Let’s face it. Prequels are made for one reason: because it’s cool to see where established legends come from. It’s all about the moments, those periodic origin instants that reveal how a certain piece of lore of the franchise came into being. And the smiles those moments draw. But you always have to keep in mind that we’re here because of the familiar, and it’s up to the filmmakers to use the familiar as a foundation to provide the same amount of memorable moments as its source. X-Men First Class, directed by Matthew Vaughn (Kick-Ass) and distributed by Twentieth Century Fox, regretfully doesn’t make good on that promise of a prequel; it doesn’t give you the moments and, while overall fun and fresh, not as many smiles as you’d hope.
First Class begins full circle, returning the film franchise to 1944 Poland, where Erik Lehnsherr pries a gate off its hinges as the Nazis separate him from his parents. A less than pleasant encounter with the villainous Sebastian Shaw (Kevin Bacon) unleashes the rage dwelling inside the future magnet, and Lehnsherr sets on out a warpath of vengeance. Flashforward to the Sixties. Charles Xavier (James McAvoy) is something of a magnet himself, a charismatic charmer of the opposite sex with McAvoy commanding the character, and notably both his legs, with vibrancy we’ve never seen before. Though I wish he was a little less sure of himself – too often he appears as wise and experienced as his older self — the pre-paraplegic professor’s performance is the highlight of the picture.
From there, the script becomes much too cluttered. Sir smooth-talking, who has befriended the blue doppelganger Raven / Mystique (Jennifer Lawrence), crosses paths with Lehnsherr, and with help from Agent Moira (Rose Byrne) they track a team of mutants to combat Shaw and his icy temptress played by January Jones. But between Xavier and Lehnsherr, which are the only two characters you really care about, the villains, and the team of young mutants, far too many faces make it imp0ssible for the mildest emotional attachment. The slimy Sebastian Shaw plans on starting World War III by coercing the Russians into militarizing Cuba. Clever as it is that the movie interweaves historical fact with fiction, the Cold War context is lost in a screenplay that’s already juggling half a dozen characters and their origins.
What I found extremely tiring was the geographic jumping from Germany to London to America to Russia to London to America to… I’m sure there’s a few other locales I’m forgetting.
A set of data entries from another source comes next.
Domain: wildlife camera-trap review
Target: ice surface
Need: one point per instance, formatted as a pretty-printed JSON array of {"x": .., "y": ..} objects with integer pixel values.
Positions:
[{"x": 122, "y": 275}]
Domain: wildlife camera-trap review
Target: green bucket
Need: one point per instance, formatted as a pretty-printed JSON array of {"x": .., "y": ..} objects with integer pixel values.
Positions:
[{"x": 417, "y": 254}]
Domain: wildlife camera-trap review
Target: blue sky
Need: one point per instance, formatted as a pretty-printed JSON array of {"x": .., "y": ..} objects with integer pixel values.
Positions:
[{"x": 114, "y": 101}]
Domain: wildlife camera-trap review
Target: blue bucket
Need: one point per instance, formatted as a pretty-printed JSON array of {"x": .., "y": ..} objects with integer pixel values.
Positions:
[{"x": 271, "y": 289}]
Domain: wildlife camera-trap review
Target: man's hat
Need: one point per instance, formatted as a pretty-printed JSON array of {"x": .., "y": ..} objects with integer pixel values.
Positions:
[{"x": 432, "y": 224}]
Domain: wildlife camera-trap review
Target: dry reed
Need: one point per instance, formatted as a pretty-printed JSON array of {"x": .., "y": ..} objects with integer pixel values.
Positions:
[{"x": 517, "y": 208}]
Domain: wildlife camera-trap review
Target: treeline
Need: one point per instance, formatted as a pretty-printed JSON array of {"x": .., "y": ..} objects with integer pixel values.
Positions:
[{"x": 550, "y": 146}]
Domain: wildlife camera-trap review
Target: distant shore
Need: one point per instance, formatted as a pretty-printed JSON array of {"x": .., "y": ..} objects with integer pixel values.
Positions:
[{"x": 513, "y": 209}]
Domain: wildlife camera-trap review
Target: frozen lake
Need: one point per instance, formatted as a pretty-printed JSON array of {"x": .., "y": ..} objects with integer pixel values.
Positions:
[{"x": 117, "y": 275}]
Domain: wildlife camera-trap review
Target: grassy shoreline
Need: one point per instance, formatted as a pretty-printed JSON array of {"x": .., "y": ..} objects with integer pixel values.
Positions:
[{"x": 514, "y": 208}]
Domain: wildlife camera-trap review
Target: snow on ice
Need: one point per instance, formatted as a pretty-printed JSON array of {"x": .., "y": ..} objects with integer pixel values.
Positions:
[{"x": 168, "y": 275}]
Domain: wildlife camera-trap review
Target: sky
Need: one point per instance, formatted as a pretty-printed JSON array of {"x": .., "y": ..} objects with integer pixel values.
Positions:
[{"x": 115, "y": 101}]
It’s literally all over the place, and reminds me of the first twenty minutes of The Bourne Ultimatum. What’s even more perturbing are the patronizing subtitles indicating a location alteration every two minutes. Snow = Russia. Beaches = America… we get it.
Yet another issue: the origins themselves. Again, the point of a prequel is that it reveals how a recognizable icon of the series comes into being, and that it does so intuitively. One obvious example would be names… the aliases of all the mutants, strategically and intelligently woven into occasional puns. Ready for disappointment? Because in First Class it’s literally someone saying, “Hey, we should give ourselves nicknames… I’ll be Mystique, you’ll be Angel, he can be Professor X…” The imaginative effort employed is overwhelming.
By and large, Marvel’s fifth mutation is an honest effort to show a younger, more innocent relationship between the Xavier-Lehnsherr rivalry, but an ambitious script spreads its characters over too much story, leaving you hungry for more. Apart from a notable cameo, X-Men First Class is short on memorable moments and the latter half of its runtime heavy on CGI action that you wish could have gone to greater character development. After all, that’s the point of the prequel… to see where established legends come from, but more importantly, how they come about. We know Magneto becomes the villain, we know that Xavier will we wheeling in a chair for the rest of his life. We want to know how these events transpire… but only frustration awaits. Don’t get me wrong. As a stand-alone, it’s solid fun. But it’s not a stand-alone. It rests on expectations, and because of that, it disappoints to be uninspiring and hardly mesmeric.